Après les résultats encourageants de son étude clinique de phase III, présentés en janvier dernier, la biotech lyonnaise installée dans le Biodistrict de Lyon, franchit une nouvelle étape. Ce lundi 2 juin, elle a déposé sa première demande d'autorisation de mise sur le marché à l'Agence européenne des médicaments (EMA) pour son candidat-médicament MaaT013, qui sera commercialisée sous la marque Xervyteg.
Ce médicament cible les patients adultes atteints de la maladie aiguë du greffon contre l'hôte avec atteinte gastro-intestinale. Une pathologie provoquée par la greffe de cellules souches que l'on réalise pour réduire les risques de récidive des patients leucémiques.
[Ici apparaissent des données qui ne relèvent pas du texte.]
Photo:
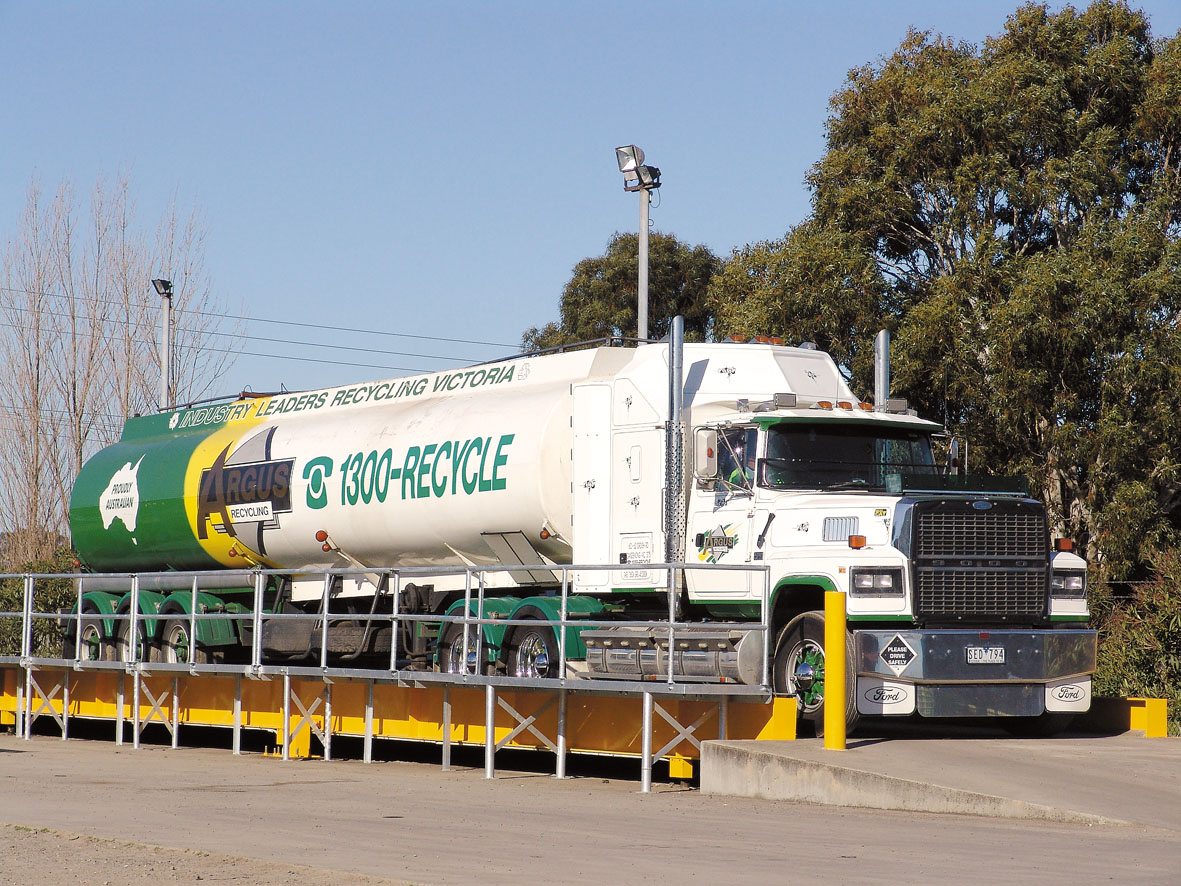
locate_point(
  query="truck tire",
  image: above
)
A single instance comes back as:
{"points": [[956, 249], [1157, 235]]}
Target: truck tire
{"points": [[800, 670], [533, 651], [451, 652], [95, 643], [119, 647], [176, 645]]}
Dans la moitié des cas, les cellules immunitaires vont attaquer les tissus du receveur, explique Hervé Affagard, directeur général et cofondateur de la biotech. Deux traitements sont disponibles aujourd'hui pour traiter cette pathologie mais tous les patients n'y répondent pas. En cas d'échec, leur espérance de vie est d'un mois.
C'est là que MaaT Pharma entend intervenir. Contrairement aux solutions basées sur les immunosuppresseurs, la société s'appuie sur un « médicament basé sur le microbiote intestinal qui va rééduquer le système immunitaire », développe le dirigeant, et plus précisément « remettre en place une connexion entre le système immunitaire et les bactéries ».
La startup a développé des technologies propriétaires de pooling (combinaison de dons de microbiotes sains) qui lui permettent de développer des médicaments standardisés à haute diversité bactérienne (450 contre 250 pour un microbiote en temps normal afin de s'adapter au système de chaque patient).